PCP e Bloco dizem que relatório da comissão de inquérito aos Estaleiros iliba Governo

Partidos ainda podem propor alterações ao documento. Relatório da comissão de inquérito será votado no dia 10 de Julho.

Foto
Paulo Pimenta

Um projecto de relatório que iliba ou branqueia a actuação do Governo em relação aos Estaleiros Navais de Viana do Castelo (ENVC). É assim que PCP e BE reagem ao documento elaborado pela deputada do PSD Ângela Guerra.

Por outro lado, o Governo reagiu afirmando que as conclusões permitem demonstrar que a actuação do Executivo foi "transparente". O relatório, que contém 811 conclusões e seis recomendações, será remetido à Procuradoria-Geral da República, disse à Lusa fonte parlamentar.

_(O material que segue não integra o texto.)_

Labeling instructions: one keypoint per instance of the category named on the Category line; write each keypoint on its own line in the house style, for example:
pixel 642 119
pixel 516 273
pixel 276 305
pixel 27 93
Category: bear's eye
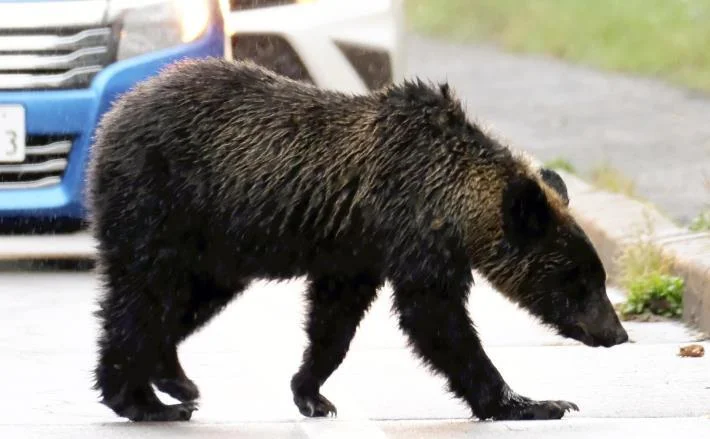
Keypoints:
pixel 571 276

Segundo as conclusões do relatório elaborado pela deputada social-democrata Ângela Guerra, o actual Governo  "não teve qualquer alternativa quanto à forma de lidar com a questão dos auxílios [estatais] passados" a esta empresa, que são classificados como "ilegais".

Na conferência de imprensa em que apresentou o relatório, Ângela Guerra referiu o "ambiente que rodeou a constituição" da comissão de inquérito, dizendo ter havido acusações de falta de transparência, ilegalidades e "negócios nebulosos" em torno do processo de subconcessão, ganho pelo grupo português Martifer.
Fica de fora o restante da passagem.